About eight percent of motive power and cab cars have been equipped with PTC so far. What has happened, instead of a one-week install, the new electronics are not compatible with current operating systems, wreaking havoc with installations.

New Jersey lawmakers were told by outgoing Executive Director
Steve Santoro this month that the equipment had been out-of-service, but did not indicate the extent of the problem. Older spare passenger equipment has been used instead, but with non-working toilets and malfunctions of car doors at speed, they became targets of social media videos. Currently, NJ Transit ranks third from bottom on project progress among 41 passenger and freight lines, according to FRA data.
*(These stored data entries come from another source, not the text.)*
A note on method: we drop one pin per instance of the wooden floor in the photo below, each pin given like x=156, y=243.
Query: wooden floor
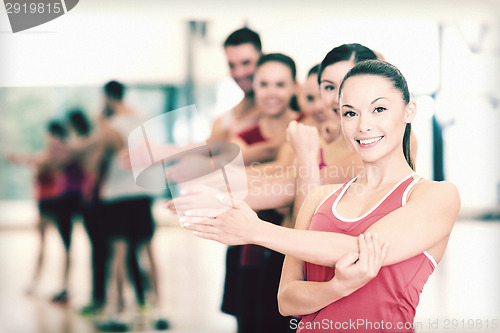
x=461, y=296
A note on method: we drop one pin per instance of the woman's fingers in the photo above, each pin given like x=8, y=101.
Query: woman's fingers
x=204, y=212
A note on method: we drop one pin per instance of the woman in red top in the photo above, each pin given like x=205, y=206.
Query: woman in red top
x=414, y=215
x=274, y=86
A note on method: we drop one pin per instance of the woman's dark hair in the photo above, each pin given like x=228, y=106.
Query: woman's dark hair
x=79, y=121
x=244, y=36
x=345, y=52
x=115, y=90
x=57, y=129
x=313, y=70
x=281, y=58
x=391, y=72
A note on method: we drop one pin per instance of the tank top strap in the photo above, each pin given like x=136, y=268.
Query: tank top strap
x=322, y=163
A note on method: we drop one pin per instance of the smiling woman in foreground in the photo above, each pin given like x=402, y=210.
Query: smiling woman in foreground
x=331, y=274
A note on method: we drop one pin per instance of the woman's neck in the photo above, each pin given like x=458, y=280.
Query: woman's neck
x=386, y=171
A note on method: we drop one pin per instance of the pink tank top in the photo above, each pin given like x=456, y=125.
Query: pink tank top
x=388, y=302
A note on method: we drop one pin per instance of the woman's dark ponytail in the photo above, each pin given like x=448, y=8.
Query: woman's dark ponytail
x=407, y=144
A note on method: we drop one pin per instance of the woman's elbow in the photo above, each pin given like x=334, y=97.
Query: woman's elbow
x=284, y=305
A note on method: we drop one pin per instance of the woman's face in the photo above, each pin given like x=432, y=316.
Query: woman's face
x=310, y=101
x=374, y=116
x=331, y=78
x=274, y=87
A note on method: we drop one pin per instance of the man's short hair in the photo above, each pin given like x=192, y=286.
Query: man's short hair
x=244, y=36
x=115, y=90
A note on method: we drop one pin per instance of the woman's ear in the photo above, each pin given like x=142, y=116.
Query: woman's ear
x=410, y=111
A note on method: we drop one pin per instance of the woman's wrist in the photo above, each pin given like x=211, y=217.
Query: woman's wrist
x=338, y=290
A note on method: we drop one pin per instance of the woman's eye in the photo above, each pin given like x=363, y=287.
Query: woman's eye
x=349, y=114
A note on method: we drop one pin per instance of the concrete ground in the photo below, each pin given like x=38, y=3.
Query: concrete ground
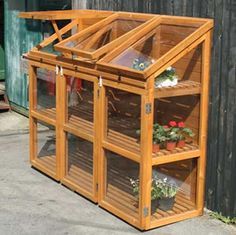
x=32, y=203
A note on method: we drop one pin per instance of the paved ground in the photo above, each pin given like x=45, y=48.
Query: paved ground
x=31, y=203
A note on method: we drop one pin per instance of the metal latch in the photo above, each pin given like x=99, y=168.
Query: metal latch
x=61, y=71
x=145, y=211
x=57, y=70
x=100, y=81
x=148, y=108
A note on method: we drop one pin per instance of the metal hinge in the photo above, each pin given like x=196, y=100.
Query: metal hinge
x=145, y=211
x=61, y=71
x=148, y=108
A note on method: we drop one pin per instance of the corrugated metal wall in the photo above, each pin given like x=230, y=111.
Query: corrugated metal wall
x=221, y=169
x=20, y=37
x=18, y=40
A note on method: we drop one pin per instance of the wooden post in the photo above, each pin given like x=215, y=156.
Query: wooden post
x=32, y=124
x=146, y=155
x=61, y=119
x=206, y=51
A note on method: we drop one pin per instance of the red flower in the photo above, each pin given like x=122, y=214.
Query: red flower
x=172, y=123
x=181, y=124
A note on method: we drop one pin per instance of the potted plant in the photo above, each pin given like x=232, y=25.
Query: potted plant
x=171, y=135
x=163, y=192
x=167, y=78
x=183, y=132
x=158, y=136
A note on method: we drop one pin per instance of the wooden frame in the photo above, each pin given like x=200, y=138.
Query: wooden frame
x=130, y=95
x=106, y=26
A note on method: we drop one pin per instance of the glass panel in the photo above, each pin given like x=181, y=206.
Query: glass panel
x=94, y=40
x=119, y=191
x=176, y=124
x=80, y=103
x=46, y=145
x=46, y=92
x=173, y=188
x=79, y=164
x=152, y=46
x=123, y=118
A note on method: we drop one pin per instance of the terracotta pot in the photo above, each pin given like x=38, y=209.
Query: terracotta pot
x=166, y=204
x=155, y=148
x=154, y=206
x=181, y=143
x=170, y=145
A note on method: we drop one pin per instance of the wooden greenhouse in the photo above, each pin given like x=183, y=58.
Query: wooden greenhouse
x=118, y=110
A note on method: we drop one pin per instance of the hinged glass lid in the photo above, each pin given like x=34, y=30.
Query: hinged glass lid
x=153, y=46
x=102, y=37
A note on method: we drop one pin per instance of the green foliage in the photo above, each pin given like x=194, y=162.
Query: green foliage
x=161, y=188
x=161, y=134
x=224, y=219
x=140, y=64
x=158, y=134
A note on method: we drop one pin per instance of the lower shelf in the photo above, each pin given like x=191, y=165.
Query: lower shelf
x=181, y=205
x=48, y=162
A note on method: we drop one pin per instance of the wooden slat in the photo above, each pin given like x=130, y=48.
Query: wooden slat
x=64, y=14
x=182, y=88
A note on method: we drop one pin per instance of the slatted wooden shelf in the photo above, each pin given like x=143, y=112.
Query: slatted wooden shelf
x=80, y=170
x=48, y=162
x=165, y=156
x=182, y=88
x=181, y=205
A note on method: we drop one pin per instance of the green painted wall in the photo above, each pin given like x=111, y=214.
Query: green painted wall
x=20, y=36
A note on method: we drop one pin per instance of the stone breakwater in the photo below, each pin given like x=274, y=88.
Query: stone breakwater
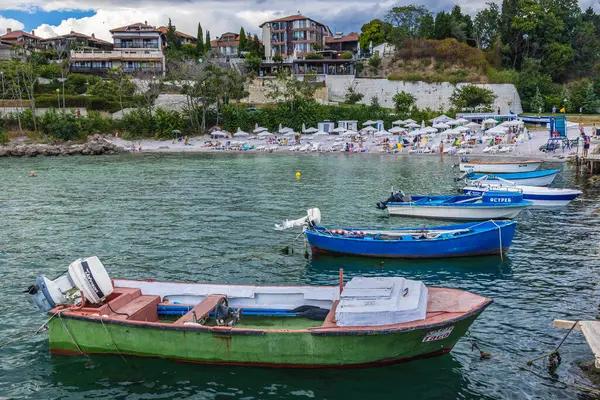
x=96, y=145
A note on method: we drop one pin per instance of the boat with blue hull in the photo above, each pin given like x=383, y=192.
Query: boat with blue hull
x=535, y=178
x=490, y=205
x=464, y=240
x=539, y=196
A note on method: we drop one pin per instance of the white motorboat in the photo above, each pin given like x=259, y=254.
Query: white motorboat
x=501, y=166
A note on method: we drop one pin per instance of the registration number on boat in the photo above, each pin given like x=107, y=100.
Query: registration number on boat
x=439, y=334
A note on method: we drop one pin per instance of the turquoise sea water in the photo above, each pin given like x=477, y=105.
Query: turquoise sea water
x=210, y=218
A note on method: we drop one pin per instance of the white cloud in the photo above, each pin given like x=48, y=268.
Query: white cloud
x=9, y=23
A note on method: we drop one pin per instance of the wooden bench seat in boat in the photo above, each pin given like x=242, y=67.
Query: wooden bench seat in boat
x=201, y=310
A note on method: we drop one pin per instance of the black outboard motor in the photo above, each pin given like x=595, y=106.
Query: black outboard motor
x=396, y=197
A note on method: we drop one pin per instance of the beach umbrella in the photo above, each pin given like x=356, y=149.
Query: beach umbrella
x=397, y=129
x=490, y=121
x=369, y=129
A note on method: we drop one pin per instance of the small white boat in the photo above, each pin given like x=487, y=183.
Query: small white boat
x=501, y=166
x=539, y=196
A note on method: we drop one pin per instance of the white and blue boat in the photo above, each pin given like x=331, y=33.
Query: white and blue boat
x=539, y=196
x=490, y=205
x=535, y=178
x=464, y=240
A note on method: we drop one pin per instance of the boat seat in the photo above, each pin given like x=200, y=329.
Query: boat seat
x=330, y=318
x=202, y=309
x=142, y=308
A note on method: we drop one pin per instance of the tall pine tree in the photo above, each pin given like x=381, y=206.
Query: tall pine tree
x=200, y=41
x=242, y=43
x=207, y=47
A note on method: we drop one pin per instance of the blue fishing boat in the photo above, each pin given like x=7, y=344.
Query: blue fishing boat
x=534, y=178
x=473, y=239
x=490, y=205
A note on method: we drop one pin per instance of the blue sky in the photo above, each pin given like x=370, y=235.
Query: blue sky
x=32, y=20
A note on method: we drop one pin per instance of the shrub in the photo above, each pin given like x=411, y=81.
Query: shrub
x=314, y=56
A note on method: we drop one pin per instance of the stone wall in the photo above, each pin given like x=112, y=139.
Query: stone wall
x=432, y=95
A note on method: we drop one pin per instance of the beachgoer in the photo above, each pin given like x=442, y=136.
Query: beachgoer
x=586, y=144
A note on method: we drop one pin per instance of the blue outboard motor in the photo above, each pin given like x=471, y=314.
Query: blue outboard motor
x=502, y=197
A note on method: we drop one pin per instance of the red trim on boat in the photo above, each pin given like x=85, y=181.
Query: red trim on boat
x=378, y=363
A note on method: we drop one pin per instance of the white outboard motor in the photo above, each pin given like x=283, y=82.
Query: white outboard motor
x=313, y=218
x=87, y=276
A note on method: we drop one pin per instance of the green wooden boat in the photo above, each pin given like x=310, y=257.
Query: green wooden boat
x=368, y=321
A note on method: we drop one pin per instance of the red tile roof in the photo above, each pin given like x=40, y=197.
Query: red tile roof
x=18, y=34
x=351, y=37
x=290, y=18
x=136, y=25
x=164, y=29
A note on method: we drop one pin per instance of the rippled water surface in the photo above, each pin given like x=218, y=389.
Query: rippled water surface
x=210, y=218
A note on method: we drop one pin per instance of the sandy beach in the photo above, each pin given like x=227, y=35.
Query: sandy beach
x=333, y=144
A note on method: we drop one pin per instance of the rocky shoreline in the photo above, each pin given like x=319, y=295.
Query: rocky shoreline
x=96, y=145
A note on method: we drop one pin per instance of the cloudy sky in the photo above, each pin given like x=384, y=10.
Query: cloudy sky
x=56, y=17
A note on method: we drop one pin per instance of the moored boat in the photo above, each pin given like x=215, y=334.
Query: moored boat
x=501, y=166
x=368, y=321
x=535, y=178
x=490, y=205
x=538, y=195
x=472, y=239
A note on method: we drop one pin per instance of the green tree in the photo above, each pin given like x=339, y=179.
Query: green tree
x=487, y=26
x=375, y=32
x=352, y=96
x=242, y=44
x=207, y=45
x=403, y=102
x=472, y=98
x=537, y=102
x=173, y=39
x=200, y=41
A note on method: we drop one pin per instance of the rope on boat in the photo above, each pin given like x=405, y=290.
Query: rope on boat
x=69, y=333
x=500, y=237
x=112, y=340
x=554, y=358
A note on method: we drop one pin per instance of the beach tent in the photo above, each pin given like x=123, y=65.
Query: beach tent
x=397, y=129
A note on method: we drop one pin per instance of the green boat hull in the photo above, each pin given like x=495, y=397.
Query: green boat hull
x=297, y=349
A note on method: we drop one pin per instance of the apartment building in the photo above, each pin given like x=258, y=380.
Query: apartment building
x=138, y=48
x=76, y=40
x=293, y=37
x=183, y=37
x=22, y=38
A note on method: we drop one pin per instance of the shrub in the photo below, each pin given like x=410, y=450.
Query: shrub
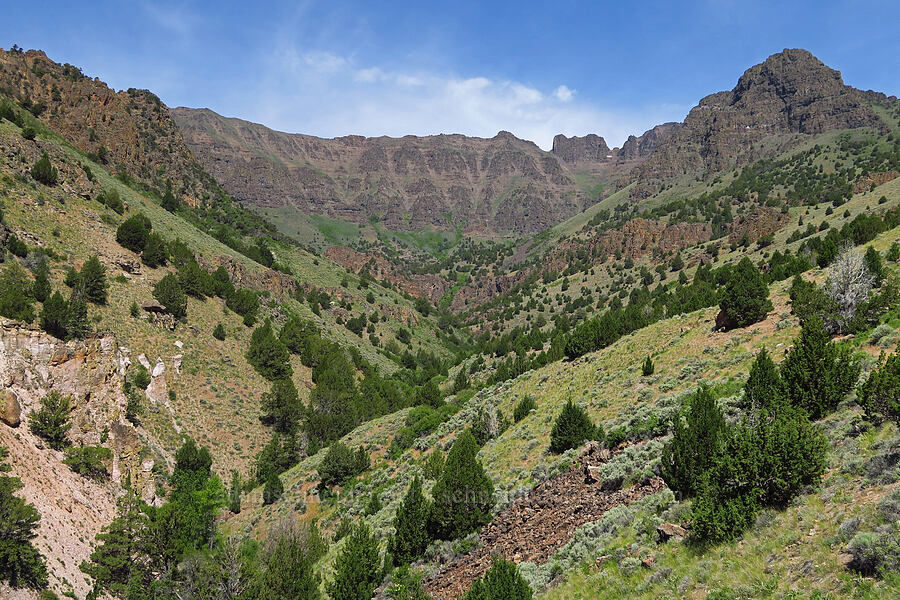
x=169, y=293
x=89, y=461
x=745, y=299
x=51, y=421
x=524, y=408
x=817, y=372
x=879, y=395
x=571, y=428
x=133, y=232
x=876, y=553
x=464, y=494
x=43, y=171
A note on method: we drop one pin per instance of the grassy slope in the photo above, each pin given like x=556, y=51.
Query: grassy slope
x=796, y=549
x=217, y=393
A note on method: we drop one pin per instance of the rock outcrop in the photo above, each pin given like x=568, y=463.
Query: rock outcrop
x=789, y=96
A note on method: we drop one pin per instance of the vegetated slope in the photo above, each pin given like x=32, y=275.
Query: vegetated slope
x=501, y=184
x=618, y=552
By comparison in the NY area, Amtrak is 96 percent complete systemwide; PATH, Metro North, and the Long Island Rail Road are all at more than 50 percent.

On NJ Transit, 440 locomotives and cab cars must have the installation completed within 11 months, which requires design, installation, testing, and certification for the many different models in the NJ Transit electric and diesel fleet. A shortage of cab cars has prompted locomotives to be used on front and rear on some trains, which has created a shortage of locomotives.

This crisis had not happened overnight. The Newark Star-Ledger reports this week that unds set by NJ Transit for capital improvements has been used to defray operating costs, despite a 36-percent fare increase during the eight years of the previous state administration.